De la gloria al infierno por una novela
Uno de los momentos más intensos en la vida de Mercedes Fernández fue la escritura, publicación y posterior traslación a una serie de TV de la novela El jardín del infierno. Esa versión televisiva puede considerarse una superproducción por la inversión que recibió, pero a la vez propició un hecho traumático del que aún no se recupera y del que apenas quiere hablar.
—¿Cómo nace El jardín del infierno?
—Fue la primera novela que escribí, antes de irme a Canadá. Empecé a fines de los 80 y se publicó en 1992. La temática partía del túnel de escape que construyeron unos presos en la cárcel de Boulogne Sur Mer en 1987, que terminó siendo el tercer túnel más grande del mundo con intención de fuga. Fue un caso real que conté a través de entrevistas con los que habían hecho el túnel. Por ese libro hasta me invitaron al programa de Mariano Grondona para contar la historia. El tema principal era el hombre y la libertad.
—Esa novela se convirtió luego en una serie.

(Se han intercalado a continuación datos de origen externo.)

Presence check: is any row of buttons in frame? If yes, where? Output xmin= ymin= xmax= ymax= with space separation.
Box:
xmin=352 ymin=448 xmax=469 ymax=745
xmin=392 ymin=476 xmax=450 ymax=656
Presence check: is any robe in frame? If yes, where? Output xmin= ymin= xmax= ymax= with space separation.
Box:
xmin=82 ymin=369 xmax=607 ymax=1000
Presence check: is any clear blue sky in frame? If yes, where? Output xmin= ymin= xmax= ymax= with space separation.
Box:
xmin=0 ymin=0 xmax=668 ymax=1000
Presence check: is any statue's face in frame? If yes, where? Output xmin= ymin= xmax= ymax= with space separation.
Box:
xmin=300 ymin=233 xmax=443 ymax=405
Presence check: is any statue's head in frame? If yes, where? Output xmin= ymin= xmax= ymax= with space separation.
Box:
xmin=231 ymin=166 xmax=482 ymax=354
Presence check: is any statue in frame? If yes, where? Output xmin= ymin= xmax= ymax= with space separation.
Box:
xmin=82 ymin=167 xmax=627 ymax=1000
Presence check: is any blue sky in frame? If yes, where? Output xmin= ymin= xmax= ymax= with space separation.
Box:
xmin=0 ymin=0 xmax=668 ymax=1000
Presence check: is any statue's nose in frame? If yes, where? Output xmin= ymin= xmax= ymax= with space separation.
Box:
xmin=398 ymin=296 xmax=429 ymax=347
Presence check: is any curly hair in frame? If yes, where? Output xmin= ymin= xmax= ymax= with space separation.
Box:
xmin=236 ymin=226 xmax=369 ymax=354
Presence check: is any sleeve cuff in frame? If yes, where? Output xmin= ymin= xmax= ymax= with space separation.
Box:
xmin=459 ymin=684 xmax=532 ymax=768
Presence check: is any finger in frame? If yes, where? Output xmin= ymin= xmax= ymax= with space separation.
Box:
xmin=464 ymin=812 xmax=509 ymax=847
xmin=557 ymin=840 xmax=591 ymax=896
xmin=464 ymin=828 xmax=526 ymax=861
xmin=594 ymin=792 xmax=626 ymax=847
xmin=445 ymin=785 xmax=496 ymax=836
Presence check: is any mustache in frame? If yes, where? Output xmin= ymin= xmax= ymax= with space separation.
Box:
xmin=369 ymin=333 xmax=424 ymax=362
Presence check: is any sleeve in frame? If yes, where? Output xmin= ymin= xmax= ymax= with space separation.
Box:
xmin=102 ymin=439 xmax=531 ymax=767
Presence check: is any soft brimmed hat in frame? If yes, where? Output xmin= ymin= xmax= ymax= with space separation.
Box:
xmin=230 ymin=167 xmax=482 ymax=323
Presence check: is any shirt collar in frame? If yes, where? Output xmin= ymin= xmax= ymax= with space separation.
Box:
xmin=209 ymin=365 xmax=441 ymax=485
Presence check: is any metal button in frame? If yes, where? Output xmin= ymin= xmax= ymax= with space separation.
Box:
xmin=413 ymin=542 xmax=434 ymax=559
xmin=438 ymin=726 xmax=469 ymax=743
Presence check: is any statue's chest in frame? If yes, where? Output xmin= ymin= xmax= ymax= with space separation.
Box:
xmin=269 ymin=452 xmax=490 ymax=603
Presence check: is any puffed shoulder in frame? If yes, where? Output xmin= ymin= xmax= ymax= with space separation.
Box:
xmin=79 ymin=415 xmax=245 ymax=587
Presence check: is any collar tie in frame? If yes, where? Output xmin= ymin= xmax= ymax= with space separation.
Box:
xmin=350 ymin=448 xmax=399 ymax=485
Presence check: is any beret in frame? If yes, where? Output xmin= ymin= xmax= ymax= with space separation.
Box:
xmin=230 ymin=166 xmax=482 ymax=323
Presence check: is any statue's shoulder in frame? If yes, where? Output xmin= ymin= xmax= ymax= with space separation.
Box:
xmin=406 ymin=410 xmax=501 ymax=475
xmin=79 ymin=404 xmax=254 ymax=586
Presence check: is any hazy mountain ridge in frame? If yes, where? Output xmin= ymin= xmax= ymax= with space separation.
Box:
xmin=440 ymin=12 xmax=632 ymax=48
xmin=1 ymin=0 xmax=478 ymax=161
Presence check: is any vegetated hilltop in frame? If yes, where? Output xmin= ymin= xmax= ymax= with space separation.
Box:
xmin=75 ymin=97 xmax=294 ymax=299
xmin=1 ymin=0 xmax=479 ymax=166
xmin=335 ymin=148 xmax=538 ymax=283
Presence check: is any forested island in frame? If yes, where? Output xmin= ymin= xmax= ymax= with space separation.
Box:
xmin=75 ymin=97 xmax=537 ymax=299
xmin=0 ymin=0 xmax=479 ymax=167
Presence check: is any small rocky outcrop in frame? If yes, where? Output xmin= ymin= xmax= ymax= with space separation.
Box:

—Yo estaba decidida a convertirla en una película o una serie. Me fui a Buenos Aires, hice un curso y volví a escribir el guion de la serie. Muchos se interesaron para poner plata y producirla. Yo armé todo sola. Al fin, vino un día un productor que se interesó, me entrevisté con él. Y se decidió a poner 2.800.000 de dólares.
—¿Y cómo resultó?
—Fue increíble la producción. Recreamos la población carcelaria, después de grabar las celdas reales para copiarlas. Se emitió por Canal 9 de Buenos Aires y después en Rusia, en Israel… Argentores casi me mata porque yo sola firmé con la productora, sin asesoramiento, y cedí todos los derechos. El jardín de los infiernos (así se llamó en TV) a mí me coloca entre la gente, pero si te tengo que ser honesta, no pude disfrutarla.
—¿Por qué?
—Siempre digo: “Cuando querés escribir sobre el infierno, vas a salir con las alas quemadas”. Lo profesional fue magnífico, pero lo personal fue muy duro. Tuvimos un elenco increíble: Arturo Bonín, Pepe Soriano, Ana María Picchio, Antonio Grimau, Arnaldo André, Hugo Arana, Emilia Mazer, Osvaldo Bonet, Juan Carlos Puppo, Gerardo Saavedra, Rubén Hernández y Pinty Saba. Tuvo éxito. Pero también consecuencias personales.
—¿Qué consecuencias?
—Es algo muy duro lo que nos pasó, relacionado con la gente en la que me inspiré, y es algo que nos duele mucho como familia (N. de la R.: sin querer mencionarlo, alude a un hecho delictivo del que fue víctima con parte de su familia, perpetrado por uno de los entrevistados para la novela). Pero no quiero hablar de eso. De esa experiencia sólo voy a mencionar algo: tengo el esternón partido de un puñetazo.
Lo central de Mercedes Fernández
Cómo se compone tu familia: Por mis hijos, Claudia Thierry, Marcelo Thierry y Nicolás Favaro. Tengo siete nietos: cinco en Canadá, uno en EEUU y una en Mendoza. Mi hermana, Lucy, fue una de las grandes actrices de Mendoza. Y Patricia, profesora de Letras. Y mis sobrinas, que están en España. Vivo con mi hija en Las Heras.
El libro o el autor que te marcó: Yo diría Jorge Luis Borges, pero también voy a decir El Quijote, que te deja descubrir siempre otro universo. Y Cortázar, y Di Benedetto, todos son partes constitutivas de mí.
Tu mejor libro: El que voy a escribir, el que estoy escribiendo, Desde el alma, que tiene mucho de autobiográfico. Son las historias de las personas que rodearon mi vida. La Fundación Santa Elena me está publicando toda mi obra y espero que salga por ahí. La UNCuyo también estaba interesada en publicar, pero no avanzó. Toda mi obra está agotada, excepto El cuaderno de tapas negras.
Una pasión o un hobby fuera del periodismo o la literatura: La música lírica. Yo escribo con las óperas a todo volumen, atronando. Y así, en medio de eso, escribo.
¿Argentina o Canadá? Argentina y Canadá.